DOI: 10.24818/jamis.2025.04006
Vol. 24, No. 4, pp. 673-691, 2025
© 2025. This work is openly licensed via CC BY 4.0.
Author(s): Dimitrios Mitskinis1,a, Nikolaos Antonakisb, George Drogalasb and Maria Koumoundourouc
a University of West Macedonia, Greece
b University of Macedonia, Greece
c Hellenic Open University, Greece
1 Corresponding author: Dimitrios Mitskinis, Department of Economics, University of West Macedonia, Fourka area, Kastoria, GR 52100, Greece, email: mitskd@gmail.com
Keywords: internal audit, information systems, information protection, information
security directorate, Structural Equation Modeling (SEM)
JEL codes: M42
Abstract
Research Question: How is the impact of the relationship between internal control and
information systems on information protection outcomes moderated by the characteristics of the internal auditor, the characteristics of quality information systems audits and the
relationship between internal audit and information security management?

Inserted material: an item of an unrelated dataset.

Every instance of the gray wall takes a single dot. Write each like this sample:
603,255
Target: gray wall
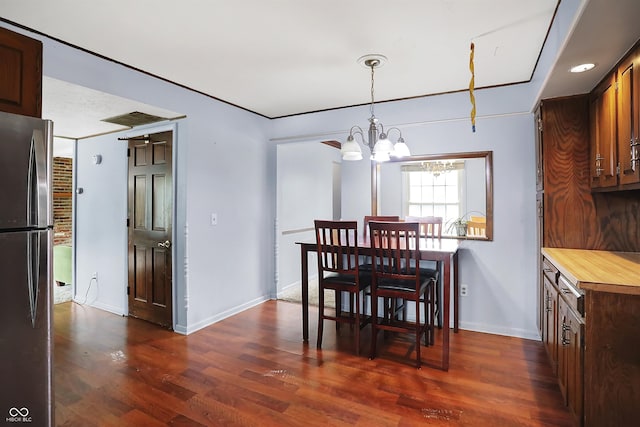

Motivation: We draw on the lack of prior research on how a strong relationship between internal control and information systems affects information security outcomes, drawing on data from staff of Greek banks.
Idea: This paper examines the impact of a strong relationship between internal audit and information systems on information protection outcomes in Greek Banks.
Data: We analyse a sample of 114 respondents, personnel within banking institutions in Greece.
Tools: We survey personnel within banking institutions in Greece, who answered a questionnaire with closed-ended questions. The data was analyzed using the Structural Equation Modeling (SEM) approach.
Findings: Findings indicate that the quality control characteristics of information systems, along with the collaboration between internal audit and information security management, significantly and positively influence the relationship between internal audit and information systems in enhancing information protection outcomes.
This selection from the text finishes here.